Have you come across any of the feminist reassessments of emo — stories about how women were marginalized in the scene as participants and also how the music often reduced them to objects?

I would say that I was never really that satisfied with the limited amount of women that were in the scene. Two of my favorite bands, Jejune and Rainer Maria, had women coleads. And I had women singing on all my records. But I’m not deaf. A lot of the bands that followed our era, they were like degraded copies every six months, where I and everybody thought it was almost like hair metal or something like that, costumes some of them put on. And the stories and the feelings beneath them were incidental. I didn’t relate to that. I think at that point it got pretty much, like, by the numbers and it was like, “O.K., you pick on a girl.”

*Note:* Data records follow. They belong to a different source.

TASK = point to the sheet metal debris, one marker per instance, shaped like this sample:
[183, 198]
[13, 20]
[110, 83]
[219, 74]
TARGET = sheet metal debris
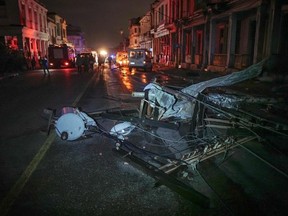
[176, 129]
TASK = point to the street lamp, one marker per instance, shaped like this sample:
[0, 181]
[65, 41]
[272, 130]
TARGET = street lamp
[123, 39]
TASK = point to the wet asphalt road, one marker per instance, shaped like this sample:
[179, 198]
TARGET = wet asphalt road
[43, 175]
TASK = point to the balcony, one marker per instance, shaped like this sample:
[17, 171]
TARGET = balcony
[220, 60]
[241, 61]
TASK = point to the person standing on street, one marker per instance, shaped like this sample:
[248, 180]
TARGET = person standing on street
[33, 63]
[79, 62]
[44, 63]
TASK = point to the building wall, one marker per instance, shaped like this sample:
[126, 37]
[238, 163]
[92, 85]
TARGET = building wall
[24, 27]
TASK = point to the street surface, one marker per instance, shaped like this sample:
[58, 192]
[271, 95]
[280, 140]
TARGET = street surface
[44, 175]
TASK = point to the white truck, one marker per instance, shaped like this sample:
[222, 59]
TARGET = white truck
[140, 58]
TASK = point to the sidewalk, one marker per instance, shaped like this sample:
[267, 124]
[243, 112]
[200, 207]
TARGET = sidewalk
[8, 75]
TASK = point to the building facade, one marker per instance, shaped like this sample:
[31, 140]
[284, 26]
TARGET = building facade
[134, 33]
[57, 29]
[145, 38]
[24, 26]
[76, 38]
[218, 35]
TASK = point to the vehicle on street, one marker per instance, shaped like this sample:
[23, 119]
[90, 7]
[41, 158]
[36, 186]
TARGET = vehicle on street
[62, 56]
[121, 58]
[140, 58]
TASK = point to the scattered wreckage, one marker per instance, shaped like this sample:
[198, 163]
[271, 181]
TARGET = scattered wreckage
[175, 130]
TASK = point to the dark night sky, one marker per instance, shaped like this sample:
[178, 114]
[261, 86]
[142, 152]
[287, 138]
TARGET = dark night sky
[100, 20]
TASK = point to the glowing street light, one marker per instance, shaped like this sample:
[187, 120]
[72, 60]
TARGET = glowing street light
[103, 52]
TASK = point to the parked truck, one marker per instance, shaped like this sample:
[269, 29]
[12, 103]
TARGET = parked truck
[62, 56]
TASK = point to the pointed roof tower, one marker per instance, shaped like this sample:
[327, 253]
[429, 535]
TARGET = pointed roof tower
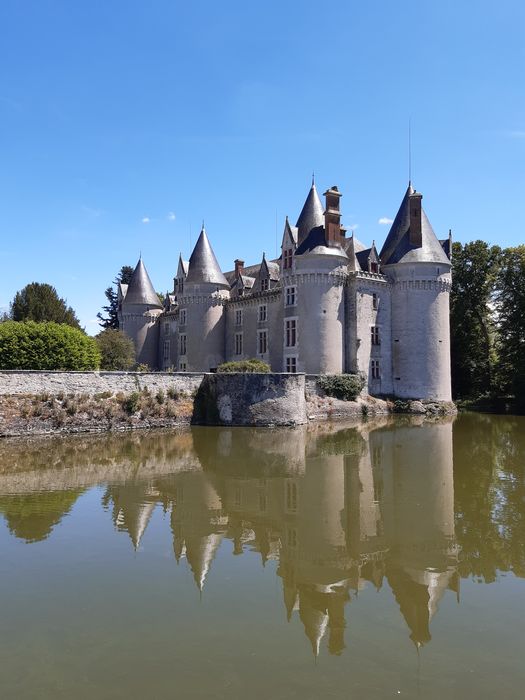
[140, 290]
[203, 266]
[411, 238]
[311, 216]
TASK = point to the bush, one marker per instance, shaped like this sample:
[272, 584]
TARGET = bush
[116, 349]
[46, 346]
[253, 365]
[341, 386]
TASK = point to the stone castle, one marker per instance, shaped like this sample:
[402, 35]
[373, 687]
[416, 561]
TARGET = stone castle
[327, 305]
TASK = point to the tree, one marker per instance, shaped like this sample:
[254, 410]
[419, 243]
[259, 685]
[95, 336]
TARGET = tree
[111, 310]
[474, 270]
[116, 349]
[46, 346]
[510, 308]
[40, 302]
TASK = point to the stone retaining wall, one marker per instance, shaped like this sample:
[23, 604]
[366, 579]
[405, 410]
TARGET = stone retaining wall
[13, 382]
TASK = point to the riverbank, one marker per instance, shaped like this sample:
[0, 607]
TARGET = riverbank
[69, 403]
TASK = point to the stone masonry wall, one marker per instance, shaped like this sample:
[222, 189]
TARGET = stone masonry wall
[13, 382]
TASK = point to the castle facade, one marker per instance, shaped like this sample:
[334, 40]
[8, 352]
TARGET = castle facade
[327, 305]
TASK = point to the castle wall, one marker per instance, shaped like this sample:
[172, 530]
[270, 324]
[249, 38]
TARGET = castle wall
[420, 331]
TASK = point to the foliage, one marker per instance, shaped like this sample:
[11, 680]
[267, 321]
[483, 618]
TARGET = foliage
[111, 310]
[253, 365]
[116, 349]
[40, 302]
[46, 346]
[341, 386]
[510, 318]
[474, 271]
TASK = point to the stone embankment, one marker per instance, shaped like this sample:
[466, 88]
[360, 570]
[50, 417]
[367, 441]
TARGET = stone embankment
[36, 403]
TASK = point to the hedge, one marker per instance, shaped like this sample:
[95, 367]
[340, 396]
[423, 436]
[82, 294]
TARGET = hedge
[46, 346]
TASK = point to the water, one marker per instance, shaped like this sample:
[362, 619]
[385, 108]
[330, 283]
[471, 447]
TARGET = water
[383, 560]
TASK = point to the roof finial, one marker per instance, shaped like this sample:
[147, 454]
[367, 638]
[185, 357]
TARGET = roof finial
[409, 151]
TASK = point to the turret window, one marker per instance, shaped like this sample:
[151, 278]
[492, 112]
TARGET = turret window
[238, 343]
[290, 296]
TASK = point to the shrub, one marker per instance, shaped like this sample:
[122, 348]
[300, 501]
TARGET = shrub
[252, 365]
[116, 349]
[46, 346]
[341, 386]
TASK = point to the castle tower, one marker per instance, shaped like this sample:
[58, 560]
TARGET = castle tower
[201, 310]
[317, 278]
[138, 316]
[418, 269]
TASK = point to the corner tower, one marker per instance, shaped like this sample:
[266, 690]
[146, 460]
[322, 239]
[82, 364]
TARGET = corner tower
[201, 310]
[419, 270]
[138, 316]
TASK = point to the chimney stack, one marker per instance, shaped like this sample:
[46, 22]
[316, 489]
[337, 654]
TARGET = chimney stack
[239, 268]
[332, 217]
[415, 235]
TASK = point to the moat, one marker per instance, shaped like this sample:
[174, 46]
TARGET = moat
[377, 560]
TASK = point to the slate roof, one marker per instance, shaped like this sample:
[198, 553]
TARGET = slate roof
[397, 246]
[311, 216]
[203, 265]
[140, 290]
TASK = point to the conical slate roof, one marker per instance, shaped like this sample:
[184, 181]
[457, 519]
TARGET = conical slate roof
[204, 267]
[397, 247]
[140, 289]
[311, 216]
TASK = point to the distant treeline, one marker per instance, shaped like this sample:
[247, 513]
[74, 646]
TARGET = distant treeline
[488, 322]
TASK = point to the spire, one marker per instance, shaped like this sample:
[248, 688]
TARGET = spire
[312, 214]
[409, 241]
[140, 289]
[203, 267]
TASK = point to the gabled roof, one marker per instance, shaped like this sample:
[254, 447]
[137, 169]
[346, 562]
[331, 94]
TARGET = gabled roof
[203, 265]
[140, 290]
[311, 216]
[397, 247]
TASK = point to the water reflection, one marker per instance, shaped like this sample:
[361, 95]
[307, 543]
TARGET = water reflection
[383, 503]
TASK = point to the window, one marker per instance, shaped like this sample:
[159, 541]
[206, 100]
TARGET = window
[238, 343]
[290, 296]
[291, 365]
[290, 332]
[262, 342]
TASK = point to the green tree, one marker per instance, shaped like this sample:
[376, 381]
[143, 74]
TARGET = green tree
[510, 308]
[40, 302]
[110, 320]
[474, 271]
[46, 346]
[117, 351]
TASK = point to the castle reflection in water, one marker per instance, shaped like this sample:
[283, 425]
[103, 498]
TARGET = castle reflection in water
[334, 507]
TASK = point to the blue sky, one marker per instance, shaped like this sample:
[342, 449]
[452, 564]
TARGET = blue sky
[126, 123]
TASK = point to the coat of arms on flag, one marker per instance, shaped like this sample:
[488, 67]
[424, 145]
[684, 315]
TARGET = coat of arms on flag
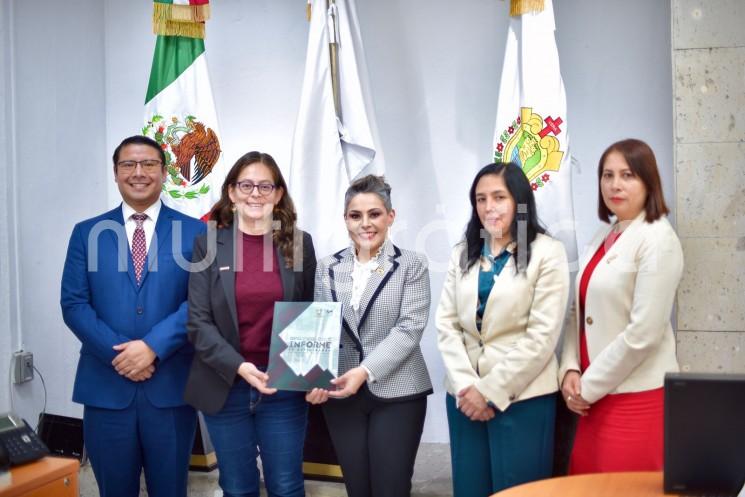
[179, 108]
[531, 127]
[191, 149]
[529, 143]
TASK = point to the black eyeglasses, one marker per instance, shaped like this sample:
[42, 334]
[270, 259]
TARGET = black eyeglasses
[147, 165]
[247, 187]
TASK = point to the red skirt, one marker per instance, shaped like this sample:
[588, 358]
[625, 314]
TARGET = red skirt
[622, 432]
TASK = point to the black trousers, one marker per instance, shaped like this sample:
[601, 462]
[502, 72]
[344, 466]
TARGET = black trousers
[376, 442]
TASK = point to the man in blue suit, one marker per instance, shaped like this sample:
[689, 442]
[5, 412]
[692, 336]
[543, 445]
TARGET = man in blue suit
[124, 296]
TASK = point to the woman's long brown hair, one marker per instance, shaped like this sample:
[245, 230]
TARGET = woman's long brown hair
[284, 210]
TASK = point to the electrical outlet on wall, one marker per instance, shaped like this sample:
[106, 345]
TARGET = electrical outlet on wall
[23, 366]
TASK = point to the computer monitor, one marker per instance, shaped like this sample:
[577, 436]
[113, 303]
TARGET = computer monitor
[704, 433]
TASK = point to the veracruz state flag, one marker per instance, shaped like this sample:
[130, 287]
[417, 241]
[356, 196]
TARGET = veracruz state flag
[329, 152]
[531, 126]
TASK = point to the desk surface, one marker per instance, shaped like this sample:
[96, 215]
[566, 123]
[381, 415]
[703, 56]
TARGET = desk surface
[28, 476]
[605, 484]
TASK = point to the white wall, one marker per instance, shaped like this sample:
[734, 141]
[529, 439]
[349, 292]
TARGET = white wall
[434, 67]
[60, 167]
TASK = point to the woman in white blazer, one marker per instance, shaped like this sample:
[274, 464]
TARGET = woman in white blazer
[376, 413]
[620, 343]
[498, 321]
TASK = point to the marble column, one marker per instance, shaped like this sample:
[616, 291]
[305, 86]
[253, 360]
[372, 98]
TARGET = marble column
[709, 103]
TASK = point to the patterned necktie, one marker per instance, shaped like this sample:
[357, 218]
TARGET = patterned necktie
[139, 250]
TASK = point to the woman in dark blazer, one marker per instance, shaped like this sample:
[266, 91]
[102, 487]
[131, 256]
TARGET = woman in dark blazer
[240, 269]
[376, 414]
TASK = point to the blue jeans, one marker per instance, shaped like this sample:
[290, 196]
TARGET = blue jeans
[250, 424]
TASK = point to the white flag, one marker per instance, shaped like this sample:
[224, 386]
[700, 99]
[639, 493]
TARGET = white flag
[531, 128]
[180, 116]
[328, 153]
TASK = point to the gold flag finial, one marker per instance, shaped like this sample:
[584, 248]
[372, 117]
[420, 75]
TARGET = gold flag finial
[520, 7]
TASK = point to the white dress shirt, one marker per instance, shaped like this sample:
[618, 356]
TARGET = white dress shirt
[360, 277]
[148, 225]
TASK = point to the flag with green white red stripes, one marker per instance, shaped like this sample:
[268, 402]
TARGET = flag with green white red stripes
[180, 115]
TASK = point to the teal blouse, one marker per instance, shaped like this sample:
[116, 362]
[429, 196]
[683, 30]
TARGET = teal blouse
[487, 276]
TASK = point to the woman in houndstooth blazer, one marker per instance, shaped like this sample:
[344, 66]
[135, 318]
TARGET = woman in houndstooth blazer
[376, 414]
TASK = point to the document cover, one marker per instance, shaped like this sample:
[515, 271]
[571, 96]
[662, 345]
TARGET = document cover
[304, 352]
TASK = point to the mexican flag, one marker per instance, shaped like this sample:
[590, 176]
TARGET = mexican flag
[180, 116]
[531, 126]
[331, 147]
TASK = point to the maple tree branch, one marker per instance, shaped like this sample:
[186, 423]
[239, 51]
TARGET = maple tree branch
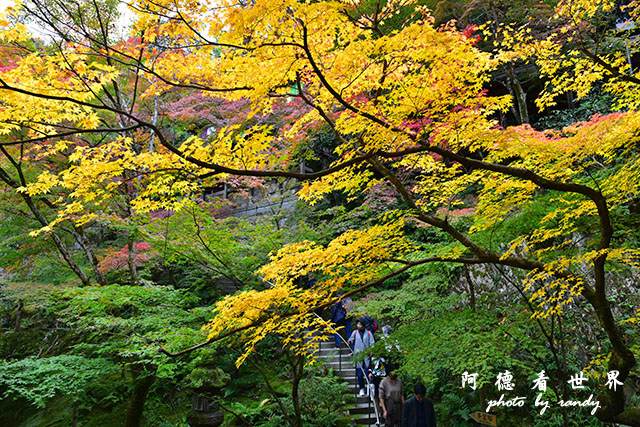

Did you reject it in the moment?

Yeah. I felt like it was gross. I thought it was opportunistic. I thought it was degrading.

Were there bands you wouldn’t tour with?

Yes. And it bummed me out and it broke my heart a little. And in that time, beforehand but especially once I started to notice it, I made a rule of trying as often as possible to have a female-led band or a band with a woman in the band on tour with us.

You toured with Brand New. What was your reaction to the allegations against Jesse Lacey? [In November, the singer was accused of sexual improprieties by a woman who said he solicited nude pictures from her when she was a minor. He released a statement apologizing for his behavior without directly addressing the allegation. No charges have been filed.]

I think it is abhorrent, shocking.

Were you surprised by it?

I was surprised by it, because in this case, I never saw anything that would indicate that. I haven’t spoken to Jesse about it, as we haven’t really spoken that much in years. As part of the scene — I don’t mean outside of it being a band they looked up to, I mean being one of the kids in it — I don’t know how to not be offended by it. First, I was a fan in that scene, then I was somebody that people were fans of. I remained a fan in that scene too. We had a trust.

There was a morality to it.

I felt that’s what made us different than other scenes. We were the answer to the rock ’n’ roll cliché, I thought.

Have these topics been an active subject of conversation between you and your peers?

Well, between me and my friends.

What about people who are in the scene in some form or another?

No, it seems uncomfortable when I’ve tried to talk to some of them about this. They seem as concerned, but I think that nobody knows how to come to grips with the idea that our scene was a place that something like this could happen. It’s shameful. I don’t want to believe that my part of the circle of fans were treated that way or felt that way at shows. I feel like we’re there to take care of each other.

That’s what the ethics of a scene really should be.

Like if I see a fight break out, I’ll stop the show and say, “Stop the fight. Is everyone O.K.?” It’s our responsibility — not just the bands, anybody that’s proactive in the scene — it’s our collective responsibility to say, in all situations, “Are you O.K.?” I just didn’t know I had to say it about this stuff. I didn’t know.